Sunday, July 18, 2010
Sunday, July 11, 2010
Saturday, July 10, 2010
I did it. I crossed 'get a tattoo' off my bucket list. The appointment was for 12:30 today. By 1:30, I was.....elated. Excited. Thrilled. My beloved Dakota's paw print, is resting in one of her favorite places. On my right calf. Dakota would lay her head on my right leg at night, sometimes looking for pets and love, sometimes just staring at me. Now she's there again.
I feel better. I haven't really thought about the impact that losing her had on my life, my spirit, my attitude. Now I feel like I have her back - oh, not that she ever left my heart or my mind - but now there's the physical part of her back. Resting comfortably on my leg while I go through my day to day.
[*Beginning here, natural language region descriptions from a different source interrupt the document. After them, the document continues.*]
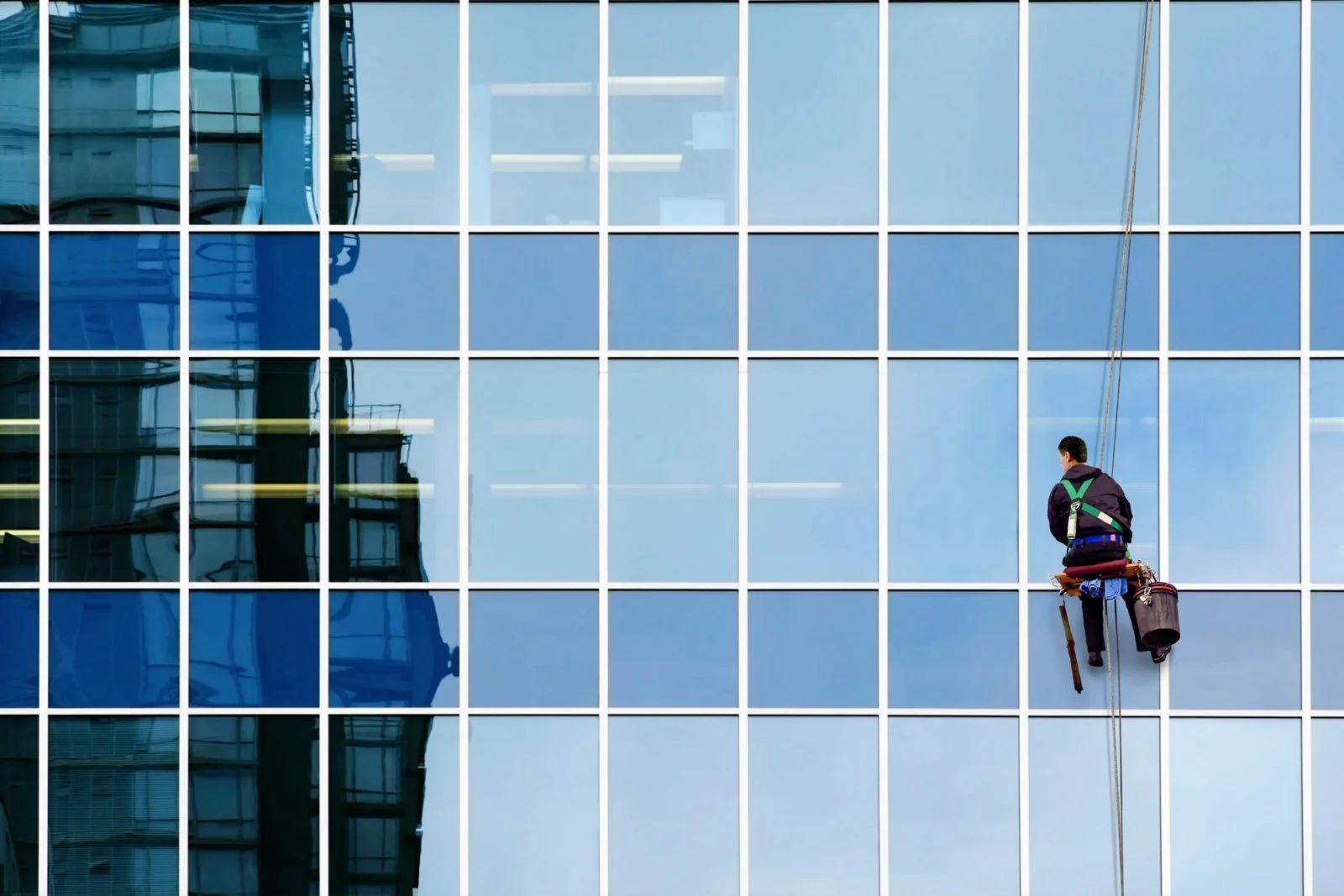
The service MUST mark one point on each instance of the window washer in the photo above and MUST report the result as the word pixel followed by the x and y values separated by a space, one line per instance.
pixel 1090 516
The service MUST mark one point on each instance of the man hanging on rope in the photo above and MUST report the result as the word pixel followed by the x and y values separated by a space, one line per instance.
pixel 1101 533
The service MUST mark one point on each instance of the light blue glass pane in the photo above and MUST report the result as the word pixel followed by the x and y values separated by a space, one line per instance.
pixel 1236 112
pixel 813 291
pixel 400 117
pixel 534 113
pixel 393 291
pixel 813 98
pixel 674 806
pixel 394 649
pixel 534 806
pixel 1236 806
pixel 674 470
pixel 933 824
pixel 953 154
pixel 1245 652
pixel 1234 422
pixel 952 291
pixel 1047 660
pixel 114 291
pixel 255 100
pixel 813 470
pixel 812 801
pixel 1236 291
pixel 1073 808
pixel 534 291
pixel 1085 63
pixel 1068 398
pixel 672 291
pixel 1073 285
pixel 971 637
pixel 674 92
pixel 929 512
pixel 792 667
pixel 112 649
pixel 534 470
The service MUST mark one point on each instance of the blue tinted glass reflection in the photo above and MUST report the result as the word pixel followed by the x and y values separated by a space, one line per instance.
pixel 672 291
pixel 1234 422
pixel 113 649
pixel 813 125
pixel 534 649
pixel 674 470
pixel 393 291
pixel 394 150
pixel 953 156
pixel 813 291
pixel 534 291
pixel 1236 70
pixel 1072 291
pixel 114 291
pixel 1231 832
pixel 929 512
pixel 255 97
pixel 932 824
pixel 952 291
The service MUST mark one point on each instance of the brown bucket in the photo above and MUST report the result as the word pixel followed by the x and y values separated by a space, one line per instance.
pixel 1158 617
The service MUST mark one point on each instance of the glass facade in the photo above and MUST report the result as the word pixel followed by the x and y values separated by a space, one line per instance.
pixel 655 501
And my mother will probably fall off her chair when she sees it! An added bonus. I'm sure her first question will be 'How much did it cost?'
It didn't really hurt. It stung a bit - particularly the outline! - and it burned a little, but certainly nothing like some of the other things I've done or had done over the years.
And it leads to the next question....
What will my next one be?
Wednesday, July 7, 2010
Ok. So, since last night, it's been playing non stop on my mind tape machine! But there's another one playing too. I think it's on the same album - does calling it an album date me? So I went on out to YouTube...
What is the stuff dreams are made of?
Tuesday, July 6, 2010
My life seems to be monopolized by either my job or Lancaster. I'm going to do what I can to put the breaks on both items. I want, I NEED, to complete myself somehow. Define the passions. Break my balls free. I think about another dog quite often - but just haven't felt it yet while looking. I feel myself drool when I think about travel. Particularly north. Adirondacks. Maine. Canada. They are passionate, private thoughts now.
But I want them to be public actions.
And I am totally, absolutely enthralled with the idea of vandwelling.
But more on that later.
I'm writing. It's a passion. Words are a passion. And it feels GOOD.
Sunday, February 14, 2010
Yes, privacy. I value the peace and quiet time for private thoughts on a Sunday morning. Peace and quiet until others invade and begin the daily grind. That would be the daily grind on my nerves....it's like they do not understand the value of a quiet voice, a separation of self. My favorite part of the day is when the door closes and I do not have to deal with the noise, the questions, the ignorance and the stupidity. The place where my private thoughts and actions are not questioned, scrutinized, ridiculed and dismissed.
It's categorized as brusqueness, or aloofness, by some. For me, it's a full blown need to be alone.
To think, to dream, to wonder.
Monday, January 25, 2010
Yeah, the weight.
OK. So one of my passions needs to be............ me. Taking care of me. More good stuff in, less bad stuff in. Good thoughts. Time to be physical. I need to make sure that me is closer to being in the top 10........... hey, I might even get to the point where I'm #1!
Saturday, January 2, 2010
OK, so the Lancaster trip wasn't that horrible. It was nice to lay around, read, watch TV by candlelight - thanks again, Yankee Candle, for putting Autumn Lodge back out - and really have nothing to do. 24 hours isn't that long of a time.
Passions. What are my passions? I like lots of stuff, but what do I truly love? That's part of what I want to explore here over the coming months. Work out what they are and work though what it will take to pursue those passions. In my heart, I know that I need those passions to help me through the day to day drudgery and bull manure that I endure.
Balls. What happened to mine? Here of late, I've become meek. Quiet. I'd gone through a period of time where I was ready, anxious to try new experiences. Now, I want to crawl in a hole and wait for the world to pass. I need those balls back. And I need 'em now.
It's become apparent that here and now just isn't for me.